Friday, June 02, 2006


The Evolution of Superheroes on Screen

This month, the (super expensive) reinvention of Superman is about to make its way onto the screen in Superman Returns. And I must admit, I am very curious. It seems as if superheroes are finally being realized on screen by directors and screenwriters who grew up as comic book fans. While characters like Superman and Batman have a long big screen history, other superheroes (such as Spider-man and Wonder Woman) are best remembered from 1970s live action TV adaptations.

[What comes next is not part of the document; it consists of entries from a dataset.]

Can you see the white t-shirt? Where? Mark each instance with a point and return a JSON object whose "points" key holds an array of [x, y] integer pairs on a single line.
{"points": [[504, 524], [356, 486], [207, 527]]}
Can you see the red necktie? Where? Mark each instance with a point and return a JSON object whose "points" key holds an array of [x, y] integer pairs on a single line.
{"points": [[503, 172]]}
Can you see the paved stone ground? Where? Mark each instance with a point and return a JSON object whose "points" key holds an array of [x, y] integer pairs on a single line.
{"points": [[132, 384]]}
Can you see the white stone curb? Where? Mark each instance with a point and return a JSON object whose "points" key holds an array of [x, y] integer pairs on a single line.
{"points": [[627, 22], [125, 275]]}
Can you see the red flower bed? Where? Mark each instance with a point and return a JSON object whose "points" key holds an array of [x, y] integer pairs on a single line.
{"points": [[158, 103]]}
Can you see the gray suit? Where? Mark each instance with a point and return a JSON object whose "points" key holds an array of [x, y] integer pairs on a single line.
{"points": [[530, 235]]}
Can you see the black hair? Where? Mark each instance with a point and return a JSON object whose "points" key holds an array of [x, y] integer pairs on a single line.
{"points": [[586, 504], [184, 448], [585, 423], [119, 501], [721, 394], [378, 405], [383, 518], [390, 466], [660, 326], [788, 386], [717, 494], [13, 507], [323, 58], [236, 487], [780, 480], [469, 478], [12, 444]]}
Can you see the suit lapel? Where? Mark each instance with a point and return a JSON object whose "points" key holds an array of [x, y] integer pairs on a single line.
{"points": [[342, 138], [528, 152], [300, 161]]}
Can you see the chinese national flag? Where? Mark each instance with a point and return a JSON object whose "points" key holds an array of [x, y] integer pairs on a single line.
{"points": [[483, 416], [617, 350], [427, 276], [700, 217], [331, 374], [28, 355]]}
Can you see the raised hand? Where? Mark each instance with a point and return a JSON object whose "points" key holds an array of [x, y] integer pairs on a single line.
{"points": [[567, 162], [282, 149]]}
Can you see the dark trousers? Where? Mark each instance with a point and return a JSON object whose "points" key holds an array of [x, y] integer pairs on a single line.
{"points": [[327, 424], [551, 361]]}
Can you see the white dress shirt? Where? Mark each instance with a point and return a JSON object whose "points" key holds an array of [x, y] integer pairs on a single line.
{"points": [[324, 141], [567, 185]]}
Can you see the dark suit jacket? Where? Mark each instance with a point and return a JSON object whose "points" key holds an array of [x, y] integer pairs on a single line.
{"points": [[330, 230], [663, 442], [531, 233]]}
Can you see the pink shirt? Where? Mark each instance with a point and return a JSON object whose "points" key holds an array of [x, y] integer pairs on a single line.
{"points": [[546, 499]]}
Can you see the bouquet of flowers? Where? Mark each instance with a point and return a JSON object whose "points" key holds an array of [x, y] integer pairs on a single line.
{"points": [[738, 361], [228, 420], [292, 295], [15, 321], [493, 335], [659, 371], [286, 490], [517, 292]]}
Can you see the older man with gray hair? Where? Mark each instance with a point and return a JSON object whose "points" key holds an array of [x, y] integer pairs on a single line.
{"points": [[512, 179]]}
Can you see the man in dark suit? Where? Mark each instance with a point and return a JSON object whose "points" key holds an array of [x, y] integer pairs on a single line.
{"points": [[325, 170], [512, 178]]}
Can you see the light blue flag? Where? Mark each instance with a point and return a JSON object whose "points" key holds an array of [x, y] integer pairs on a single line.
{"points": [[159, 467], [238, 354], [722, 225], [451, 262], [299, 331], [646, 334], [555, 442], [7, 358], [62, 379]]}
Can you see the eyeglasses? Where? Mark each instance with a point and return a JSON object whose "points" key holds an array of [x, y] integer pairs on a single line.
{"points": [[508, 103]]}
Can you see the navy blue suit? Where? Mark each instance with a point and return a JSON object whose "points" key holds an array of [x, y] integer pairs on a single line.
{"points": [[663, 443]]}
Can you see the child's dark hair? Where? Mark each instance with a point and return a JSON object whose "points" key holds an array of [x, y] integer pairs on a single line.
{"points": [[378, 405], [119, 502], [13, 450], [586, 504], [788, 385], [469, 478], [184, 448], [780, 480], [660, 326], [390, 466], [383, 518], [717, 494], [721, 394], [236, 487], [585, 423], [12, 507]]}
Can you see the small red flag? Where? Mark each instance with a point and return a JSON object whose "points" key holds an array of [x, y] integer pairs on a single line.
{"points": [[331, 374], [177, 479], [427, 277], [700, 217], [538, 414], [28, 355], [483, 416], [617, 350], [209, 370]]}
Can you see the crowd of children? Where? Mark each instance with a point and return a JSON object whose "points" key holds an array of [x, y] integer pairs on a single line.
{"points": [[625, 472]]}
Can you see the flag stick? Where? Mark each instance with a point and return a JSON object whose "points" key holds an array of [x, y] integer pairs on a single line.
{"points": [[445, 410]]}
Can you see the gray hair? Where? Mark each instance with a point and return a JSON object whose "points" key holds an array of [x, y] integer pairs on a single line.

It's been interesting to watch the evolution of these characters from TV to big screen. (With the notable exception of The Hulk, which worked much better on the small screen, most of these characters have finally been given the respect they deserve as iconic figures of modern American mythology. After years of red tape, the Spider-man franchise has firmly secured its place on screen (thanks to the guidance of Spider-man fan, and director, Sam Raimi). It may have taken nearly two decades of big screen tries --starting with Tim Burton's 1989 Batman -- but in the hands of director Christopher Nolan, Warner Bros. Finally got Batman right in 2005's Batman Begins. And now there's growing chatter about who will play Wonder Woman in the upcoming big screen adaptation being written by Joss Wheaton (creator of Buffy, the Vampire Slayer). Again, I'm intrigued, since Wonder Woman is most recognizable of the female heroes. Admittedly, not all screen adaptations do these characters justice. (Remember the abysmal Supergirl?) But more and more, as the comics themselves have become geared to adults (witness the comic book and boxoffice success of The X-Men), greater care (and money) is being given to realizing these characters on screen. As I have said before, these characters carry on because of our ability to reinvent them. That hasn't always worked well, but for some reason, I think we are seeing the rebirth of the Golden Age of the Superhero in movies.